Art moderne

« Les artistes et le sport », Marmottan-Monet rate sa cible

Par Élisabeth Santacreu · Le Journal des Arts

Le 30 mai 2024 - 1005 mots

Beaucoup d’œuvres dans « En jeu ! », mais peu de fond. L’exposition se contente de considérations sociologiques, oubliant le regard des artistes sur le sport, ses adeptes et ses spectateurs.

Paris. À la sortie de la nouvelle exposition du Musée Marmottan-Monet, le visiteur se réjouit d’avoir découvert ou revu des tableaux du compagnon des impressionnistes et régatier Gustave Caillebotte, de cet autre grand marin qu’était Paul Signac, également cycliste émérite, de l’important réaliste américain Thomas Eakins, ou encore du théoricien du cubisme Jean Metzinger. Cependant, il lui est difficile de saisir ce qu’on a voulu lui raconter. L’impression qui prévaut est que les 170 œuvres présentées sous le commissariat d’Érik Desmazières, Bertrand Tillier et Aurélie Gavoille ne soutiennent aucun propos défini et qu’on s’est contenté de les assembler par thèmes – le rameur John Biglin apparaît même deux fois sous le pinceau d’Eakins.

La disposition des espaces d’exposition oblige, en outre, à multiplier artificiellement les thématiques. Le titre « Lieux du sport », par exemple, laisse perplexe tant il est vague.
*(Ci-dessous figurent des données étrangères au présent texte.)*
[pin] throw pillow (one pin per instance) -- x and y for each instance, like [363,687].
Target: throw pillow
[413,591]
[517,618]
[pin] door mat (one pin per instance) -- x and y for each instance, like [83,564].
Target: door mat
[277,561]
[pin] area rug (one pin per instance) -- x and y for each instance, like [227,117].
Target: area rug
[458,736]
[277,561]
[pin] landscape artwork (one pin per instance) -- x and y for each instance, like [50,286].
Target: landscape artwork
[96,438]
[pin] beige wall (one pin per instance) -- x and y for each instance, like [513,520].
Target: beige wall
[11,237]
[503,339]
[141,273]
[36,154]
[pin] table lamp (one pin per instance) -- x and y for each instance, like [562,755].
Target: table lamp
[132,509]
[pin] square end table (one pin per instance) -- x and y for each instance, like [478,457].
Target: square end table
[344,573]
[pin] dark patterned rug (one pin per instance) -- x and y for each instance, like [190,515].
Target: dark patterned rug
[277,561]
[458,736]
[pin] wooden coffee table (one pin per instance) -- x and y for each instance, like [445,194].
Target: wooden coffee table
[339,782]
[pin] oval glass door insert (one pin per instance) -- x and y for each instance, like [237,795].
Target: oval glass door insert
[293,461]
Le texte d’introduction à cette partie ne clarifie pas les choses : « Si les artistes des XIXe et XXe siècles furent très intéressés par le sport, c’est parce que ses praticiens s’y adonnaient à la fois en plein air […] et dans des espaces aménagés à cet effet. […] Ces lieux, qui étaient agencés pour accueillir des spectateurs, offrirent aux artistes autant de configurations visuelles et formelles, à partir desquelles les enjeux de la modernité artistique purent être interrogés sous un jour nouveau. » La version anglaise est plus nuancée, spécifiant qu’il s’agit là seulement de « l’une des raisons » de l’intérêt des artistes.

Explorer la modernité

Il ne s’agissait pas, en effet, de seulement explorer de nouveaux espaces. Chez Théodore Géricault, comme le note Bertrand Tillier dans le catalogue, la fameuse estampe Boxeurs (1818) appartient à « une contemporanéité susceptible de l’aider à s’émanciper de l’idéal néoclassique et de son héritage antique ». Le peintre romantique, qui accordait une grande importance à l’anatomie humaine, voyait là un sujet moderne lui permettant d’aborder d’un œil nouveau cet exercice classique, sans faire abstraction du fait qu’un Noir y affrontait un Blanc. Le réaliste Gustave Courbet a également été sensible à une iconographie inédite quand il a entrepris de peindre La Femme au podoscaphe (1865), ce qui ne l’empêche pas de montrer son ironie devant cette curieuse façon de naviguer.

Géricault ne fait pas clairement apparaître les parieurs dans sa lithographie, mais on comprend que les spectateurs ne sont pas là seulement par amour désintéressé du sport. Or, et c’est aussi une déception, il n’est pas question d’argent dans l’exposition mais de classes sociales, ce qui n’est pas la même chose. On y apprend qu’il y a « sports élitaires et sports populaires », soit l’équitation, le tennis et l’escrime contre les jeux de ballon, le cyclisme et la boxe. Les peintres voyaient-ils les choses de cette manière ? On regrette, en tout cas, que le sulfureux boxeur mondain Arthur Cravan ne figure pas dans l’exposition : son portrait par Francis Picabia aurait bousculé les idées reçues.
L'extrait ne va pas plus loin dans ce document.